Prolonged STI in OHCA with a delayed response time had a negative association with survival outcomes in four Asian metropolitan cities using the scoop-and-run EMS model. Establishing an optimal STI based on the response time could be considered.
反应时间间隔(RTI)和现场时间间隔(STI)是通过紧急医疗服务(EMS)治疗和转运的院外心脏骤停(OHCA)病例中的关键时间变量。
我们评估了四个亚洲大城市中RTI和STI的分布及其与OHCA生存结局的交互关联。
分析了2009年1月至2011年12月期间进行的泛亚复苏结局研究(PAROS)中的OHCA队列。纳入成年经EMS治疗的推测为心脏源性的心脏骤停病例。使用带有交互项的多变量逻辑回归模型,根据不同的RTI类别评估STI对生存结局的影响。计算风险调整后的生存结局预测率,并与观察率进行比较。

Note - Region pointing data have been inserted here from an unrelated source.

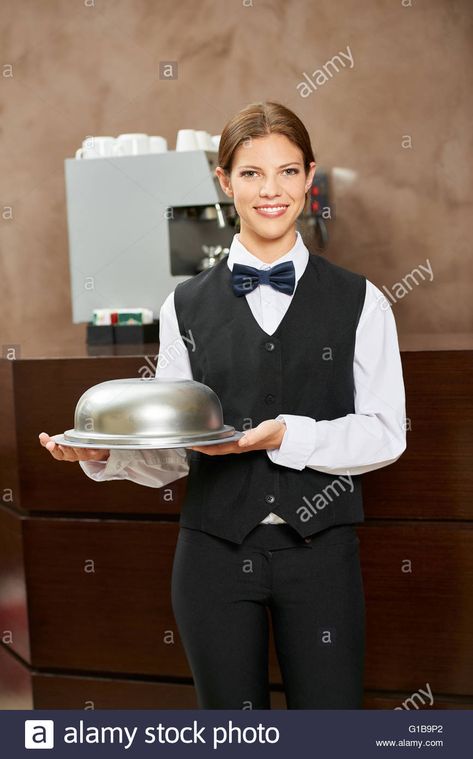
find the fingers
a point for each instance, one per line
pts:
(53, 448)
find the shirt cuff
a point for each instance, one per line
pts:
(298, 442)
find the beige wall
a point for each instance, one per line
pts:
(80, 70)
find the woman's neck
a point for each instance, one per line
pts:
(268, 249)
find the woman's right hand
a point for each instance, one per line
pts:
(68, 453)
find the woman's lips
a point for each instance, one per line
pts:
(271, 211)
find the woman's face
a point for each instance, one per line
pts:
(267, 184)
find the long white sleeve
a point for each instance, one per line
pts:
(372, 437)
(153, 468)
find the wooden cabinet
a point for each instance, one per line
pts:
(71, 636)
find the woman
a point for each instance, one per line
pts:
(304, 357)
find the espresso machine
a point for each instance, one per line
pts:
(140, 224)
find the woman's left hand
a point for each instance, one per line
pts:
(267, 435)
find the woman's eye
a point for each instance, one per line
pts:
(251, 172)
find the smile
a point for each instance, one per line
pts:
(271, 210)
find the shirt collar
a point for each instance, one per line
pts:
(298, 254)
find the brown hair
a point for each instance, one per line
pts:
(258, 120)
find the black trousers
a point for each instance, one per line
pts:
(222, 594)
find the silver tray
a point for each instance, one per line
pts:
(135, 443)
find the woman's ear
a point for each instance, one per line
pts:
(224, 179)
(310, 175)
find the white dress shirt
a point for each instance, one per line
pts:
(370, 438)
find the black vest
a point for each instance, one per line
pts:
(305, 367)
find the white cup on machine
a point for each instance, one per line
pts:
(187, 140)
(131, 144)
(157, 144)
(204, 140)
(96, 147)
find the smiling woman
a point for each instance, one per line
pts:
(268, 193)
(305, 361)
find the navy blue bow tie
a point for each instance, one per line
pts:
(245, 278)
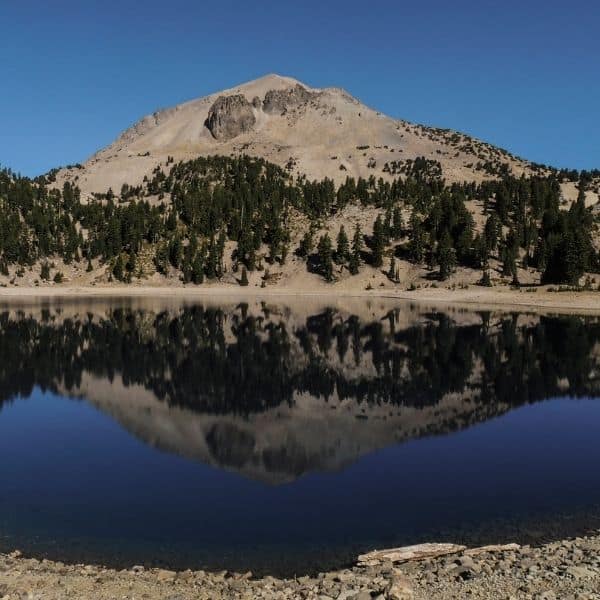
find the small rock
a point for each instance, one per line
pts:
(165, 575)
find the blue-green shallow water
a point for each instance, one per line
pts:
(138, 478)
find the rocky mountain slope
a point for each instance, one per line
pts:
(314, 132)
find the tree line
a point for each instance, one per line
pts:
(186, 218)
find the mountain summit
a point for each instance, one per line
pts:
(309, 131)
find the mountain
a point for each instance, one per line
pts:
(314, 132)
(275, 183)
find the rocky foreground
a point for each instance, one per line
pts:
(559, 570)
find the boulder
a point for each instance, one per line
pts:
(230, 116)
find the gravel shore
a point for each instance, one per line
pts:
(565, 570)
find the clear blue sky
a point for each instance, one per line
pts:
(522, 75)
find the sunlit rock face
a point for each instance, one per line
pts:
(230, 116)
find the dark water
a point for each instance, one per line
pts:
(286, 439)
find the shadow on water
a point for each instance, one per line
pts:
(259, 436)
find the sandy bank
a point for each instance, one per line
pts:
(562, 569)
(541, 300)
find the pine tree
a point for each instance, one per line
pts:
(118, 268)
(397, 223)
(307, 243)
(343, 249)
(325, 257)
(197, 269)
(378, 242)
(445, 256)
(45, 271)
(355, 257)
(491, 232)
(416, 244)
(392, 272)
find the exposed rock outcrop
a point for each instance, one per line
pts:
(279, 101)
(230, 116)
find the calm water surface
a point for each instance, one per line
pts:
(288, 438)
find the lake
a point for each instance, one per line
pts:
(287, 437)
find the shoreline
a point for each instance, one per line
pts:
(473, 297)
(568, 568)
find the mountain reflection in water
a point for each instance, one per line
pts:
(275, 393)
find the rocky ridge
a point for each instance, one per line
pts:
(568, 569)
(317, 132)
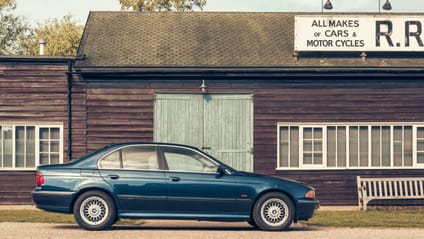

经过系列排除后,共分析了16974例OHCA病例。RTI中位数为6.0分钟(四分位间距[IQR] 5.0 - 8.0分钟),STI中位数为12.0分钟(IQR 8.0 - 16.1)。最长RTI组中延长的STI与出院生存率或心脏骤停后30天生存率较低相关(调整优势比[aOR] 0.59;95%置信区间[CI] 0.42 - 0.81),以及神经功能结局较差(aOR 0.63;95% CI 0.41 - 0.97),而院外自主循环恢复的几率没有增加(aOR 1.12;95% CI 0.88 - 1.45)。
在采用“抬上就跑”EMS模式的四个亚洲大城市中,反应时间延迟的OHCA病例中延长的STI与生存结局呈负相关。可以考虑根据反应时间建立最佳STI。